Brock began his NASA career at the Stennis Space Center in 1989 as a Systems Engineer supporting space shuttle main engine testing.
A native of Tylertown, Mississippi, Brock has received a NASA Silver Snoopy award, a personal honor from astronauts to individuals who have contributed to flight safety and/or mission success. He also has received a Space Flight Awareness award for outstanding contributions in support of human space flight. Both awards are among the highest given to NASA employees.
Keith is a graduate of Mississippi State University in Starkville, MS. He completed the Senior Executive Fellows Program at Harvard University and the Leadership for a Democratic Society Program at The Federal Executive Institute.
He resides in Huntsville, AL, with his wife. They have three children and two grandchildren.
Lionel Joseph Dutreix III
Deputy Chief Operating Officer, NASA Michoud Assembly Facility
Lionel Dutreix is the Deputy Chief Operating Officer of NASA's Michoud Assembly Facility in New Orleans. Named to the position in 2017, he manages the day-to-day operations of NASA's only manufacturing facility. Sitting on 829 acres, Michoud is a multi-tenant manufacturing facility, where development of NASA's Space Launch System (SLS) and Orion spacecraft are underway. SLS, the world’s most powerful rocket will carry astronauts in the Orion crew vehicle, science experiments and cargo on deep-space missions, including journeys to Mars.
Prior to his arrival at Michoud, Dutreix was Assistant Director of Center Operations at Stennis Space Center (SSC). In this role, he provided leadership and oversite for all support services including the Environmental and Industrial Hygiene office, Office of Protective Services, Facility Design and Construction, Facility Operations and Maintenance, Information Technology, and Facility Planning and Utilization services for the entire Center which includes over 40 Government Agencies and Commercial Tenants with a total of 5000 employees.
From 2013 to 2016, he was the Contracting Officer's Representative responsible for implementing a newly awarded 10-year $1.2 billion Synergy-Achieving Consolidated Operations and Maintenance (SACOM) contract which jointly supports the Michoud and Stennis Space Center.
From 2007 to 2013, he was the Project Manager for the design, construction, and activation of a new Altitude Test Facility at Stennis Space center.
From 2000 to 2007, he was Chief Test Operations and Electrical Branch Chief for the Engineering and test Directorate at Stennis Space Center.
Prior to joining NASA, Dutreix worked for Rockwell International supporting the Space Shuttle Main Engine Test Program at Stennis Space Center as a Data Systems Manager as well as an Instrumentation Lead Engineer.
Dutreix has received numerous awards over his 32-year career supporting Human Space Flight including the NASA Space Flight Awareness Award, NASA Exceptional Achievement Medal, NASA Technical Utilization Award, Rockwell International, Rocketdyne Division, Engineer of the Year for Stennis Space Center, and the University of New Orleans Dean’s Student Organization Council Distinguished Teaching Award as an Adjunct Professor.
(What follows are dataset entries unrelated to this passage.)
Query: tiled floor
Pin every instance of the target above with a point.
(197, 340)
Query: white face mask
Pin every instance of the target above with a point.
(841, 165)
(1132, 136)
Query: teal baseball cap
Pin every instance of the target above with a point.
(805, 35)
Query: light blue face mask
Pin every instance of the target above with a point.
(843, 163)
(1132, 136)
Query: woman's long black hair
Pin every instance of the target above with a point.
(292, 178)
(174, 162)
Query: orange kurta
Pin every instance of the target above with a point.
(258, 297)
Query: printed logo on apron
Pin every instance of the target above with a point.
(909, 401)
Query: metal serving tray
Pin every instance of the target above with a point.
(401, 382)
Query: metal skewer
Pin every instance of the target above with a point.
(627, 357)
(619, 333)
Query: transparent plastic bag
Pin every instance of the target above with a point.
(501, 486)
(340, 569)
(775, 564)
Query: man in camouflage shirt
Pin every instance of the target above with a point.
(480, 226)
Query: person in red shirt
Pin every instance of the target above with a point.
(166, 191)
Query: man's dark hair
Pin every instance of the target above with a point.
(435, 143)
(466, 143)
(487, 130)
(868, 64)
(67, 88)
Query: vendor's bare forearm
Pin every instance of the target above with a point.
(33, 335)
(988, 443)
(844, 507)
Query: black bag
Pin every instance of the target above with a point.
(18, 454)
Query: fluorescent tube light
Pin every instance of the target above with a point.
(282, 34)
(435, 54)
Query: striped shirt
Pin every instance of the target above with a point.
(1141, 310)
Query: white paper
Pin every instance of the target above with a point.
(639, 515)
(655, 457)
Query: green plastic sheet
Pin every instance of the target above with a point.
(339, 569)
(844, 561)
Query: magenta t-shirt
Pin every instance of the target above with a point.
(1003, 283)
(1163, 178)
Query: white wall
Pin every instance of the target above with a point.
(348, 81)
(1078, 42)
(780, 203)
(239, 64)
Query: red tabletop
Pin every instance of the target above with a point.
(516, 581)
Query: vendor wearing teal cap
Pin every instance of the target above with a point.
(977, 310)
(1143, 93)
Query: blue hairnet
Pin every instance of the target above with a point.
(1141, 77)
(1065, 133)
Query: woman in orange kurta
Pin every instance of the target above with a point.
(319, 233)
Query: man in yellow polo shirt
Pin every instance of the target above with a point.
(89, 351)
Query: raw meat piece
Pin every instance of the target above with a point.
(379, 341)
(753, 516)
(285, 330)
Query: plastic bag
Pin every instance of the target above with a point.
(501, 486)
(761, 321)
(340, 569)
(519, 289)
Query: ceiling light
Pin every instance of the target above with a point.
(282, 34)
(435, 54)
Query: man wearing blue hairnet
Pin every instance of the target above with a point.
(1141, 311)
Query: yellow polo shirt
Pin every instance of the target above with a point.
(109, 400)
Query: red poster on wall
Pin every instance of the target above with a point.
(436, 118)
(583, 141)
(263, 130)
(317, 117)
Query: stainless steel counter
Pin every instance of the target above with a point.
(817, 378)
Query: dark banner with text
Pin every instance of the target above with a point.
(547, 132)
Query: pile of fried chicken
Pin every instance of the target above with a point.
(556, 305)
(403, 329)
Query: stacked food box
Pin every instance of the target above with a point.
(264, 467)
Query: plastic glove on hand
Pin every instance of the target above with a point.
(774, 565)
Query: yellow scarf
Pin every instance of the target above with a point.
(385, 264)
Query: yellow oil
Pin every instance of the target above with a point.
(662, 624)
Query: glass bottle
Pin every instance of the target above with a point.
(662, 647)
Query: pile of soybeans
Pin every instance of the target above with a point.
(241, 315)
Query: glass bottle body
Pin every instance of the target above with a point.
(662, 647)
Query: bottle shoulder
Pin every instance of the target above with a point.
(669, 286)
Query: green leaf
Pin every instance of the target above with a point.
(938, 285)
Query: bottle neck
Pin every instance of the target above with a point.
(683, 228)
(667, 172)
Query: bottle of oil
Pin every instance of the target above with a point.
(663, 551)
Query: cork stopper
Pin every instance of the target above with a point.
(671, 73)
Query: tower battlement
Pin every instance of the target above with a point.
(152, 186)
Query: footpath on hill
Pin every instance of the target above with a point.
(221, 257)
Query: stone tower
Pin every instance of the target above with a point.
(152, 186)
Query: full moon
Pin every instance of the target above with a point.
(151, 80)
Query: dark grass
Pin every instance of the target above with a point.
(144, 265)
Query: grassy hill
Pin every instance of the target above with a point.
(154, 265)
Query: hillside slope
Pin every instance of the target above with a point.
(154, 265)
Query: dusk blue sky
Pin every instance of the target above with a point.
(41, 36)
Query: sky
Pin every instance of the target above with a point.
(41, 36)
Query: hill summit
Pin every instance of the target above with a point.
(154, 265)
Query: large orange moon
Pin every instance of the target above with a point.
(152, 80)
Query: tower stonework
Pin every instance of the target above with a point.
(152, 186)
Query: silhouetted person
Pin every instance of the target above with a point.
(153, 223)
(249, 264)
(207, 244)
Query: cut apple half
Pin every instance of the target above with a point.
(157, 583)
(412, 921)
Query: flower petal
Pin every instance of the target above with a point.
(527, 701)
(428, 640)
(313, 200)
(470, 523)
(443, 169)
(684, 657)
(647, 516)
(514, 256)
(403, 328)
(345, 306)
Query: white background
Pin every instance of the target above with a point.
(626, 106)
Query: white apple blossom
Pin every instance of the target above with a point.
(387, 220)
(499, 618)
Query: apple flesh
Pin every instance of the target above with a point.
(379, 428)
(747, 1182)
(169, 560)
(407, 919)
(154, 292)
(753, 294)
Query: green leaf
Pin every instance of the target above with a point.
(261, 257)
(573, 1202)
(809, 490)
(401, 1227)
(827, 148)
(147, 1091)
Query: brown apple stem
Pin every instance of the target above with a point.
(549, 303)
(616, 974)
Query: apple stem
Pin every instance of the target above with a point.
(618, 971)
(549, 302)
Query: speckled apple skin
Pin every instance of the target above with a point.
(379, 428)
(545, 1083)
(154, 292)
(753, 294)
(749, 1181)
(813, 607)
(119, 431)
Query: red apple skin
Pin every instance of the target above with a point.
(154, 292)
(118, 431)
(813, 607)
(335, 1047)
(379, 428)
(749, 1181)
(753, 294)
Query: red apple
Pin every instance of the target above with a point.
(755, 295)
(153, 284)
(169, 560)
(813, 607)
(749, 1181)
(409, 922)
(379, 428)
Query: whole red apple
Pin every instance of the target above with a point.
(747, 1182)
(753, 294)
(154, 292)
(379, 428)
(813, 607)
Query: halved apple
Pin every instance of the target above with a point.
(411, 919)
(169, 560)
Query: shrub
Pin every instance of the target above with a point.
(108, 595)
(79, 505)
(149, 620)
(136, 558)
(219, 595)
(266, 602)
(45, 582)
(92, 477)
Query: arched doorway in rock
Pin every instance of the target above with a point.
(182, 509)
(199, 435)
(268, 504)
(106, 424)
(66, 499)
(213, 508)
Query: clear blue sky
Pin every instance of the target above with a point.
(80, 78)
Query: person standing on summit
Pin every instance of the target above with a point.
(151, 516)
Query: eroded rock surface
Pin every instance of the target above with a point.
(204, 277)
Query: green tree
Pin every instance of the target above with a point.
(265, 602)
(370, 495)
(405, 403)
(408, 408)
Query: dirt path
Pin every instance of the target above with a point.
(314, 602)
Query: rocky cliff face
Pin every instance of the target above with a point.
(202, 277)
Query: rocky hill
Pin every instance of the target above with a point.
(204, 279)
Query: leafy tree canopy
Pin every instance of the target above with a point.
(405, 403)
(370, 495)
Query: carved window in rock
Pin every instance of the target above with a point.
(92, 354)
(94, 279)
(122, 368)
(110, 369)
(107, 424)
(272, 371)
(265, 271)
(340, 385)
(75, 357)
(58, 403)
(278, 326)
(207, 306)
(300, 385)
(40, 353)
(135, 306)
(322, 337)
He was a University of New Orleans, Department of EE Adjunct Professor and a University of New Orleans Engineering Advisory Council Member.Dutreix contributed to multiple publications including the AIAA - Activation of the E1 UHP Propulsion Test Facility at Stennis Space Center, 2001 and NASA Tech Briefs - Generating Multiple Calibrating Voltages Simultaneously, October, 1992.Dutreix received a master’s and bachelor's degree in Electrical Engineering from the University of New Orleans. He also holds several professional certificates including Certified Project Management Professional (PMP) and Professional Engineer (PE). Dutreix lives in Slidell, LA with his wife Sherri and his five children.